There is not in this case any evidence about the difference which the involvement of Ms McGill’s family may have made to the cause of her ultimate death by illicit drug overdose. Of necessity such evidence would be difficult to obtain and would deal with problematic hypotheticals.

  1. The Territory did not support the proposed recommendation by Counsel Assisting on several bases.

  2. The first is that I could not be satisfied that Ms McGill’s death was directly connected to the lack of her family’s involvement in the case. I agree. However, Counsel Assisting submitted there is at least a possibility that Ms McGill’s treatment outcomes and ultimate death may have been avoided had more information been provided to her family, to enable them to assist in the provision of treatment to her. I accept that there is at least such a possibility and that it is not fanciful.

  3. The second basis for the Territory’s objection was that Ms McGill’s PTO was made pursuant to the Mental Health (Treatment and Care) Act 1994, which has

now been replaced by the Mental Health Act 2015. Counsel for the Territory submitted in their initial submissions that the new legislation made a number of changes such as advance agreements and advance consent directives; that these options were not readily available to Ms McGill given her death shortly after the commencement of the new legislation; and that the legislation should be given time in a real world setting for the operation of the legislation to be tested. However, Counsel also agreed that disclosure of information against the wishes of a consumer is generally unlawful, and the new legislation does not change the situation that a consumer can decide to prevent information sharing with others including family who care for or support them.

  1. Thirdly, Counsel for the Territory submitted in their initial submissions that two reviews of the operation of the Mental Health Act 2015 were already underway or scheduled, and that the matters intended to be canvassed by the proposed recommendation would, “to a great extent”, be addressed in those processes without the need for a further process at added expense. Counsel provided further detail about the procedures for and outcome of those review processes in their most recent submissions. It is clear that these reviews did not consider the issue of information disclosure to carers, apparently because the issue was not raised with the reviewers.
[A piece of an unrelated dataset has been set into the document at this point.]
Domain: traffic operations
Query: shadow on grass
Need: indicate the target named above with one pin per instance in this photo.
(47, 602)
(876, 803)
  2. In the context of persons with a mental illness, the question of disclosure of patient and treatment information requires the weighing of competing interests.
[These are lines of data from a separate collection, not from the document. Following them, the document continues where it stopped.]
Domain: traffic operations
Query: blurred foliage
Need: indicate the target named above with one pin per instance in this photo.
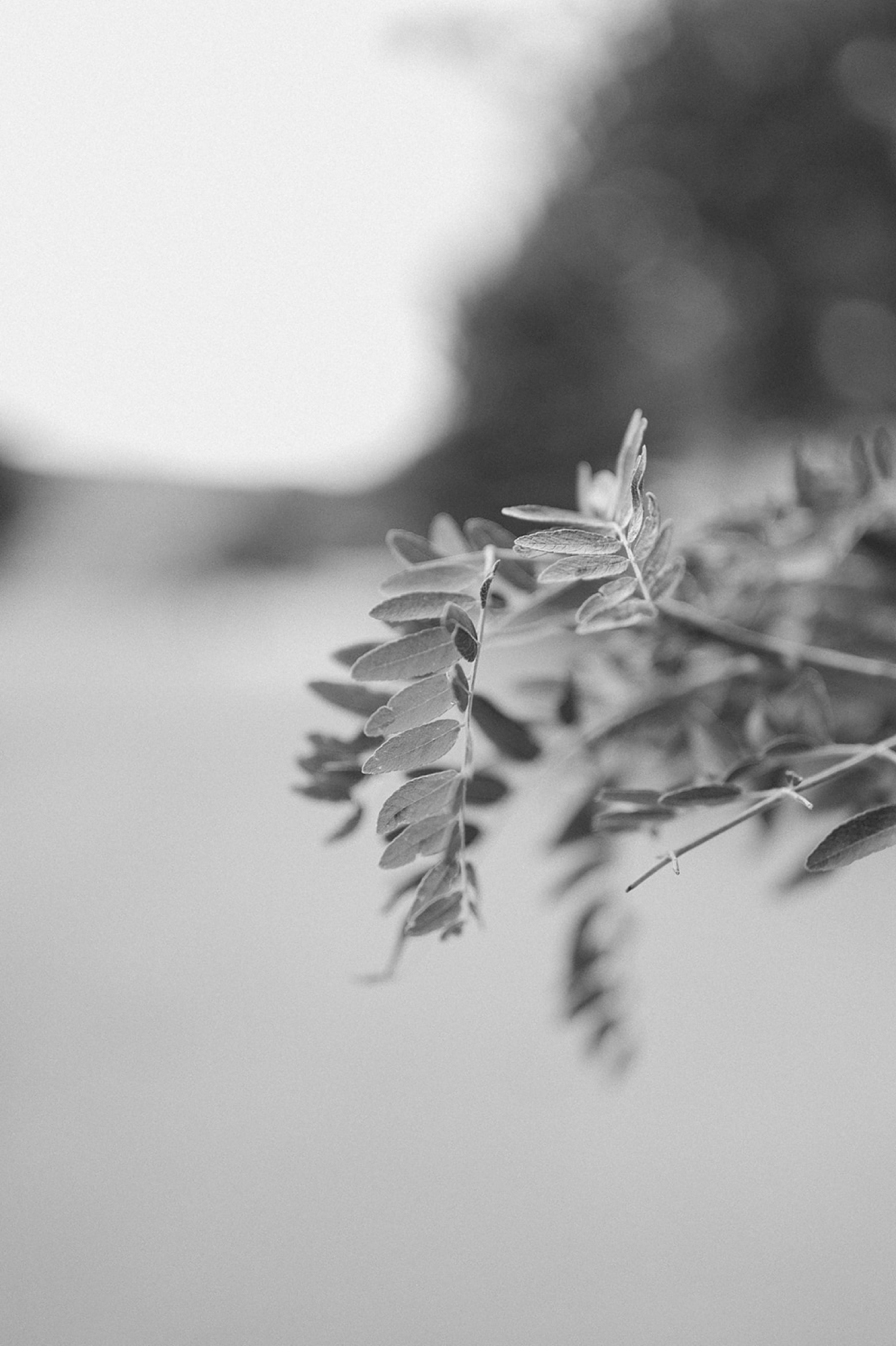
(720, 249)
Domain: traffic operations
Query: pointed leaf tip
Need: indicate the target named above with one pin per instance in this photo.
(860, 836)
(412, 749)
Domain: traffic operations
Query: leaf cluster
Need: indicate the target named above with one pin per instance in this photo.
(751, 671)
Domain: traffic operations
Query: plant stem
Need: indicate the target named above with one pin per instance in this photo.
(769, 800)
(790, 652)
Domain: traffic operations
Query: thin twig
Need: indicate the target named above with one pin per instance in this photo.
(791, 652)
(769, 800)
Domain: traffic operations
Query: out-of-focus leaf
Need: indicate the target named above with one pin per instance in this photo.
(411, 656)
(631, 611)
(567, 541)
(596, 860)
(700, 796)
(456, 574)
(569, 568)
(883, 451)
(587, 999)
(435, 916)
(618, 795)
(419, 799)
(607, 598)
(788, 746)
(461, 688)
(413, 747)
(627, 459)
(452, 617)
(401, 890)
(484, 788)
(466, 644)
(332, 786)
(350, 655)
(657, 557)
(424, 838)
(482, 534)
(631, 820)
(861, 465)
(446, 536)
(419, 606)
(547, 514)
(517, 574)
(875, 829)
(649, 531)
(665, 582)
(509, 735)
(409, 548)
(349, 826)
(569, 707)
(418, 704)
(350, 696)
As indicated earlier, they are not however the competing interests of different persons.

  1. Rather, the balancing exercise required is properly approached as weighing: a. the patient’s right to privacy; and b. the patient’s right to receive optimal treatment where doing so calls for involving family members or others, despite the way in which the patient’s mental illness might compromise their own decision-making around disclosure of their condition and/or treatment.

  2. Where, such as in this case, family members are engaged by ACT mental health workers to assist in providing treatment despite the patient’s directions to withhold information from others, I consider that a more nuanced approach to information disclosure is likely to be beneficial to the patient. Given the strong regulatory privacy protections and other prohibitions against disclosure of patient

information without lawful authority or consent, a new approach might well require law reform.

  1. The decision-making around when, and to whom, disclosure contrary to a patient’s wishes should be made would not be straightforward. The same could be said of much of the decision making around the treatment of persons with a mental illness. Where however there are family members willing and able to assist, and whose assistance is likely to be useful in achieving the best outcomes for the person, such difficulties should not stand in the way of the design of a legislative scheme which would permit disclosure to enable that assistance.

  2. In those circumstances, while no matter of public safety arises, I consider it is appropriate to make a recommendation, albeit in a slightly altered from than that proposed by Counsel Assisting. I recommend that the ACT Government consult families and carers of persons subject to PTOs, as well as those subject to such orders, to explore the desirability of legislative or procedural reform about information dissemination to family and carers to support the care and treatment of persons subject to such orders.

  3. I place on record that the recommendation I make is consistent with the recommendations made in the Productivity Commission’s Mental Health Inquiry Report, Volume 1, No. 95 (30 June 2020) and in particular:

(a) the expressed aim for a person-centred mental health system the features of which include “[p]articipation of the consumer’s family or carer actively sought to add to the value and effectiveness of the clinical or support service;”1 and

(b) embracing the concept of the personal recovery of an individual within their family, carer, community and cultural context, rather than a narrow focus on clinical recovery — as endorsed by Australian health ministers.2

39. I direct that these findings be published on the Coroner’s Court website.

40. I extend my condolences to Ms McGill’s family and friends.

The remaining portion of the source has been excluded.